README.txt for NPS Chat Corpus, Release 1.0 (July 2008)
===============================================================
Craig Martell
cmartell@nps.edu
http://faculty.nps.edu/cmartell

---------------------------------------------------------------
License and Legal Issues
---------------------------------------------------------------
This corpus is distributed solely for non-commercial, non-profit educational
and research use. It is a derivative compilation work of multiple works whose
copyrights are held by the respective original authors.


---------------------------------------------------------------
Description of the NPS Chat Corpus
---------------------------------------------------------------

The NPS Chat Corpus, Release 1.0 consists of 10,567 posts out of approximately
500,000 posts we have gathered from various online chat services in accordance
with their terms of service. Future releases will contain more posts from more
domains. New releases will be announced and described at

http://faculty.nps.edu/cmartell/NPSChat.htm.

The posts included in Release 1.0 have been:

1) Hand privacy masked;
2) Part-of-speech tagged; and
3) Dialogue-act tagged.

The posts have been privacy masked in two ways. Firstly, all usernames have
been changed to generic names of the form "UserN", where N is a unique integer
consistently used for each respective poster across all files. Secondly, the
posts have been read by humans to remove other personally identifiable
information.

All of the recordings included with this release are from age-specific chat
rooms. Each file is a recording from one of these chat rooms for a short
period on a particular day. The filename contains all this information plus
the number of posts contained in the file. For example, the file
10-19-20s_706posts.xml contains 706 posts gathered from the 20s chat room on
10/19/2006. All data released here was gathered in 2006. Please note that
within each file usernames get prepended with the date and chat-room portions
of the filename. So, UserN becomes 10-19-20sUserN.
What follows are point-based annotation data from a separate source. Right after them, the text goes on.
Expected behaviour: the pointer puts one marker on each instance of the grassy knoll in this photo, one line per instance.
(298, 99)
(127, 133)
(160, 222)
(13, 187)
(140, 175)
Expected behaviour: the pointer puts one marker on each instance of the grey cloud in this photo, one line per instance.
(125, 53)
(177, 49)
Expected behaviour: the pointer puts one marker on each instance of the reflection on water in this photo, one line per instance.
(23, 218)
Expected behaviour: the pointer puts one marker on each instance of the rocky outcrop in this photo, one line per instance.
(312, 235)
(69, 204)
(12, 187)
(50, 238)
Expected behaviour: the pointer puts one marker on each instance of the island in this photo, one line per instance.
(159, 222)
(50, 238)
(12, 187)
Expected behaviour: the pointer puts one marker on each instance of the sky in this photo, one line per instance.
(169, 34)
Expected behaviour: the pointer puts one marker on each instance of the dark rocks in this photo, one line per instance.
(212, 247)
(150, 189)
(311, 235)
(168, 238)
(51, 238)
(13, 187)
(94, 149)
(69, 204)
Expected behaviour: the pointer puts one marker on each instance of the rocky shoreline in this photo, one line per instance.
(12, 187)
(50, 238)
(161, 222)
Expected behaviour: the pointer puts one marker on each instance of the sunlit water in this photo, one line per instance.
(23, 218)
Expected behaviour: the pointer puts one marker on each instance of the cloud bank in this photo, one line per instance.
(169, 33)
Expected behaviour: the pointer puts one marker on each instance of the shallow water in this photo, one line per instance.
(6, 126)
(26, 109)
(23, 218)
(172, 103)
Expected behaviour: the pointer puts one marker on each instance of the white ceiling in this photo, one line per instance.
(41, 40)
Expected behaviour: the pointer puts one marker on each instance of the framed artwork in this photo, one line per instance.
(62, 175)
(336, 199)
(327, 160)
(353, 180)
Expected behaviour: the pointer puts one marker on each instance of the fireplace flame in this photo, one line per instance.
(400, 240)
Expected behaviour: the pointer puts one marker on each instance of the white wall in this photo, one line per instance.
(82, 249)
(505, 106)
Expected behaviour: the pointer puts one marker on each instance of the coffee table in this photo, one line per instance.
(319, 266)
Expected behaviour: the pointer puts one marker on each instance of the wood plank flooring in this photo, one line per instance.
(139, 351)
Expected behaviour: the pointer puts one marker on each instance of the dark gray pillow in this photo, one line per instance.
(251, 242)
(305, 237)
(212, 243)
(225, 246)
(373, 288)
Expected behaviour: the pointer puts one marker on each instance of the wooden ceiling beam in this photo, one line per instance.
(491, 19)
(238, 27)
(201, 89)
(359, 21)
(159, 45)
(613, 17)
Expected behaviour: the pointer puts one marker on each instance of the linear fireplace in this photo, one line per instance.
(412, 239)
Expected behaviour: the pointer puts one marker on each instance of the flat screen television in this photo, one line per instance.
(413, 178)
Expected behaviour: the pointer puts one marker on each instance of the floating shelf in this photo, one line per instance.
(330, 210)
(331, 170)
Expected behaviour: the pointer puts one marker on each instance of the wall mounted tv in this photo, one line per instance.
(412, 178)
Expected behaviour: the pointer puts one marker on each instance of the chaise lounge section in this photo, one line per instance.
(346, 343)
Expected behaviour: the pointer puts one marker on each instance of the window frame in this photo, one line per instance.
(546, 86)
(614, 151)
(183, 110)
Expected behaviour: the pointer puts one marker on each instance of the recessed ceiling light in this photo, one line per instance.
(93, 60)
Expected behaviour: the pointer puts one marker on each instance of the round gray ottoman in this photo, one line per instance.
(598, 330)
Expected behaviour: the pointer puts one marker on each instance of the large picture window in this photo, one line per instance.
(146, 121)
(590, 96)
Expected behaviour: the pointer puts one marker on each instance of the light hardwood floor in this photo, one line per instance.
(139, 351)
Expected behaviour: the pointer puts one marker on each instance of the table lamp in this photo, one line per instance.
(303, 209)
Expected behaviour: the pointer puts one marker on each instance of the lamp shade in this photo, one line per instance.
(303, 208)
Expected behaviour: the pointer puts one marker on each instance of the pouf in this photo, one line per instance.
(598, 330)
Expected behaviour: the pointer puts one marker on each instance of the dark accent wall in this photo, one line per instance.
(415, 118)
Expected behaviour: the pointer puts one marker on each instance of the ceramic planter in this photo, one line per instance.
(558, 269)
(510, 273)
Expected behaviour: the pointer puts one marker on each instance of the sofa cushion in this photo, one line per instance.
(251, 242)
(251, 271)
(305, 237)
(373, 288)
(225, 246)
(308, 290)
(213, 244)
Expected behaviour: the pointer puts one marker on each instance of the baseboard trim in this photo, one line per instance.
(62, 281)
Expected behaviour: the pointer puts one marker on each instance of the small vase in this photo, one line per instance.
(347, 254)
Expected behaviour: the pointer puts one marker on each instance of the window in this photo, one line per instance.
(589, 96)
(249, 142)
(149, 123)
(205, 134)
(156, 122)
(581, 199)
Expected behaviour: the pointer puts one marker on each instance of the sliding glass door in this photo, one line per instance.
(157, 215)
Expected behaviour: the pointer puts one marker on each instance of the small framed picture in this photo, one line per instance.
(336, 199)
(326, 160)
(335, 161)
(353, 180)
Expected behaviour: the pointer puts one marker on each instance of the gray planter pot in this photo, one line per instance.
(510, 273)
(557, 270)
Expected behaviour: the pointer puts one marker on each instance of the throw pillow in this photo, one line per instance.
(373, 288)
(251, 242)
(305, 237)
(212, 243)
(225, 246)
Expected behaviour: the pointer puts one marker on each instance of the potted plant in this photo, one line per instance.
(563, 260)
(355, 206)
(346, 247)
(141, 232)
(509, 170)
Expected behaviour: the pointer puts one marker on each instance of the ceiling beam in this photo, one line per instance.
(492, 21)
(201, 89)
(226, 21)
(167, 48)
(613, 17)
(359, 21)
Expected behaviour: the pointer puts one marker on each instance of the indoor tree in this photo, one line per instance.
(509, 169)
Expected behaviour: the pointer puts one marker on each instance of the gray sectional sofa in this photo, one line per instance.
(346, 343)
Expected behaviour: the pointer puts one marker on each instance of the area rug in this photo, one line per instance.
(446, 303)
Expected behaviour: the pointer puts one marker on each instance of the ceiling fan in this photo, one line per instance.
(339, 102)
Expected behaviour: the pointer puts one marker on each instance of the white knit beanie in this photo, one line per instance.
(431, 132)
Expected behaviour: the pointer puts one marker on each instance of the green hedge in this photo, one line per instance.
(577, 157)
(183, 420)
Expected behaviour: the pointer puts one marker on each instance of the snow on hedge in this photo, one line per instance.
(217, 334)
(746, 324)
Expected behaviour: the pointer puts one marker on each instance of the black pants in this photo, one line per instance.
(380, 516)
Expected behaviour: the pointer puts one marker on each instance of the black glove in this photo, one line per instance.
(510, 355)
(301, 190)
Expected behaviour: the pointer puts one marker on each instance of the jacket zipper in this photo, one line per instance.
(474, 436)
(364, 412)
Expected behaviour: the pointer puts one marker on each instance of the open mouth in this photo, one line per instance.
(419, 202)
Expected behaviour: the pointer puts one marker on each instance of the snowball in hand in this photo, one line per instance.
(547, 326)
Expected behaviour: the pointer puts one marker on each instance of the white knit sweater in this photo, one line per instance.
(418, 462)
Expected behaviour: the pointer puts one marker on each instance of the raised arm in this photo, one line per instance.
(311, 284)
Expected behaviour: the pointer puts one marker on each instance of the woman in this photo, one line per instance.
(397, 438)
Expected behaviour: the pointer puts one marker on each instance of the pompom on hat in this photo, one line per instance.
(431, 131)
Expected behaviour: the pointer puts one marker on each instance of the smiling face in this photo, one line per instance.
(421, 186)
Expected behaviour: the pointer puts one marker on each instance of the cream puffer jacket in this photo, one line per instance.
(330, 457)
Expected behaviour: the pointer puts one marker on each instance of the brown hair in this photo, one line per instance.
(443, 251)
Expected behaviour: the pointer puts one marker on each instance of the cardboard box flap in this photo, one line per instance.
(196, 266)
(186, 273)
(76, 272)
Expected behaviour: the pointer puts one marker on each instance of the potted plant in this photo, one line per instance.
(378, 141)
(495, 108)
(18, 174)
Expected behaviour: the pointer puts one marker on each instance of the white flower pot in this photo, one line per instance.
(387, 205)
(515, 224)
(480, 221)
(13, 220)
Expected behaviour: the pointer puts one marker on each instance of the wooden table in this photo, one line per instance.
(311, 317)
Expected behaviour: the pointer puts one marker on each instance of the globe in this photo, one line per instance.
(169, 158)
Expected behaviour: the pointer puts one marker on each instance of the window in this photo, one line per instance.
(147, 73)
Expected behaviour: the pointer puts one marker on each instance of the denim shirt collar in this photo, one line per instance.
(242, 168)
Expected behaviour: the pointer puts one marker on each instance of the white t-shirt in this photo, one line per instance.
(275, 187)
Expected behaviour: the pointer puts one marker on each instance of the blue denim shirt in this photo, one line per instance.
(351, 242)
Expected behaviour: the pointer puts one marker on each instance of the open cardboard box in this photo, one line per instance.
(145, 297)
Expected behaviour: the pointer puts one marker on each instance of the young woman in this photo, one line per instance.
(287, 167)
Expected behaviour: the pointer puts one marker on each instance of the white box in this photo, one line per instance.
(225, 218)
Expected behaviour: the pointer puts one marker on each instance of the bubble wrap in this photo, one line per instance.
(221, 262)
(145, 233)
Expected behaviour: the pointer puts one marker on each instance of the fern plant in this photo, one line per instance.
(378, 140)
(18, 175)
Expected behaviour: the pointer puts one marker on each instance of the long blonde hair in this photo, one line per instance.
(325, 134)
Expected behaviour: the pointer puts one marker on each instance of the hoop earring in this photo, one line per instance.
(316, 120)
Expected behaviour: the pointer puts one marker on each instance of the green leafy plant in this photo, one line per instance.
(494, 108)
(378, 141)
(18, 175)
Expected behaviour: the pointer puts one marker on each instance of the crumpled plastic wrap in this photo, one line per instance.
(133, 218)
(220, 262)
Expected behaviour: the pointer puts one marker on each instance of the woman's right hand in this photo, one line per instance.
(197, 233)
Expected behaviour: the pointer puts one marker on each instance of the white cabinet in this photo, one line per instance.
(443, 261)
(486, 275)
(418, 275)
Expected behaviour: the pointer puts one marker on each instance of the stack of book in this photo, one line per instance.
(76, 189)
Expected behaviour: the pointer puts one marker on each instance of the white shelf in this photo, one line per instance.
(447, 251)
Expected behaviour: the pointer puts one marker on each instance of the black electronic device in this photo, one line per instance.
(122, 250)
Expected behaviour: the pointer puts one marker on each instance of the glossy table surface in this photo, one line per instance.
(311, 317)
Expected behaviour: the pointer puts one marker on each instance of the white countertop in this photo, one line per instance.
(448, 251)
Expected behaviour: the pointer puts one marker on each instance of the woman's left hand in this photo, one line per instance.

As of release 1.0, the POS tag set is the Penn Treebank tag set. We are in the
process of modifying the tag set to make it more chat specific, and hope to
implement these changes in future releases. For example, conversational
initialisms, like LOL, BRB, should have their own tag (CI). But we currently
simply tag them as interjections (UH).

The dialogue-act tags are Accept, Bye, Clarify, Continuer, Emotion, Emphasis,
Greet, No Answer, Other, Reject, Statement, System, Wh-Question, Yes Answer,
Yes/No Question. (See [2] and [3], below.)

The NPS Chat Corpus was created by Eric Forsyth, Jane Lin, and Craig Martell.
Please use [1], below, when referring to the NPS Chat Corpus.

Please address all questions to Craig Martell (cmartell@nps.edu).

---------------------------------------------------------------
Files in the corpus
---------------------------------------------------------------
10-19-20s_706posts.xml
10-19-30s_705posts.xml
10-19-40s_686posts.xml
10-19-adults_706posts.xml
10-24-40s_706posts.xml
10-26-teens_706posts.xml
11-06-adults_706posts.xml
11-08-20s_705posts.xml
11-08-40s_706posts.xml
11-08-adults_705posts.xml
11-08-teens_706posts.xml
11-09-20s_706posts.xml
11-09-40s_706posts.xml
11-09-adults_706posts.xml
11-09-teens_706posts.xml
README.txt
postClassPOSTagset.xsd

---------------------------------------------------------------
Refernces
---------------------------------------------------------------
[1] Eric N. Forsyth and Craig H. Martell, "Lexical and Discourse Analysis of
Online Chat Dialog," Proceedings of the First IEEE International Conference on
Semantic Computing (ICSC 2007), pp. 19-26, September 2007.

[2] T. Wu, F. M. Khan, T. A. Fisher, L. A. Shuler and W. M. Pottenger,
"Posting act tagging using transformation-based learning," Proceedings of the
Workshop on Foundations of Data Mining and Discovery, IEEE International
Conference on Data Mining, December 2002.

[3] A. Stolcke, K. Ries, N. Coccaro, E. Shriberg, R. Bates, D. Jurafsky, P.
Taylor, R. Martin, C. Van Ess-Dykema and M. Meteer, "Dialogue act modeling for
automatic tagging and recognition of conversational speech," Computational
Linguistics, vol. 26, no. 3, pp. 339-373, 2000.